THE BC government was clearly warned over a decade ago that staffing levels at its River Forecast Centre (RFC) were far below those at similar operations in Oregon and Alberta and that more than a doubling of employees was needed to provide effective flood-risk assessment and early notice to communities in harm’s way.
The warning is contained in a 38-page report written by Jim Mattison, a former senior-ranking member of the provincial Ministry of Environment, who for years was BC’s water comptroller. The report is noted in a new investigation published today by the BC office of the Canadian Centre for Policy Alternatives. Mattison submitted the report to the Province in November 2010, after he had left government to become a consultant.
The Mattision report noted that the RFC’s staffing needed to rise from 5.5 employees to a minimum of 12 if the agency was to provide effective critical warnings to vulnerable communities threatened by floods. The late issuance of warnings by the RFC in the days and hours leading up to the horrendous flooding that has devastated Abbotsford, Merritt, Princeton and First Nations communities in recent weeks is coming under increasing scrutiny. The agency’s employee levels remain unchanged to this day.
Mattison’s report noted that in Alberta, a province nearly 300,000 square kilometres smaller than BC, the number of people working at its Edmonton-based river forecast centre was 24. In the US Pacific Northwest, which is 200,000 square kilometres smaller than BC, its Portland, Oregon-based river forecast centre employed 16 people.
In BC, by comparison, the figure was 5.5 full-time employees, of which only two, were actually tasked with the critical work of forecasting what might happen to rivers in the province in response to heavy rainfall events or rapidly melting snowpacks.
“The 5 forecasters working in Portland are supported by 5 hydrologists; the 6 forecasters in Edmonton are supported by 6 forecast technologists and 5 river engineers and technologists. BC has 2 forecasters with a single engineer,” Mattison noted in his report.

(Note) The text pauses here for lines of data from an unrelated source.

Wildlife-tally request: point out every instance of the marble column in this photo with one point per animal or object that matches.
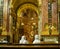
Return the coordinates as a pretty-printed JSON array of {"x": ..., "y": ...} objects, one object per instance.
[
  {"x": 54, "y": 13},
  {"x": 44, "y": 13}
]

He went on to recommend that “at least 6 and preferably more” river forecasters were needed in BC given the complexity of the province’s terrain and its expansive river systems. That would mean hiring at least four more forecasters and then hiring at least another three support staff to assist those forecasters in their work.
Hiring seven more staff, Mattison emphasized, “is the bare minimum needed to meet the criteria of adequate and timely forecasts in a time of changing climate and rapid growth.”
Mattison’s report stressed that more than doubling the River Forecast Centre’s staff was critical given climate change. “Rain intensities will be higher and durations will be longer,” he warned, adding: “Community flood protection will require serious review with more floodplain planning, better flood protection works and floodproofing requirements behind dikes. Most importantly, there will be more emergency response planning and greater call for earlier and more accurate warnings of flood events.”
Mattison’s recommendations have not been acted on for more than 10 years, says CCPA resource policy analyst Ben Parfitt.
“There are still only five employees working directly on river forecasting to this day, managed by one other person who also has responsibility for flood safety,” says Parfitt. “We need to immediately bump up that 5.5 staffing level. The River Forecast Centre is supposed to be there to provide critical early warnings that set in motion provincial emergency response plans that help communities in harm’s way. The earlier and more accurate those warnings are, the more effectively coordinated provincial and local responses can be as rivers approach flood stage.”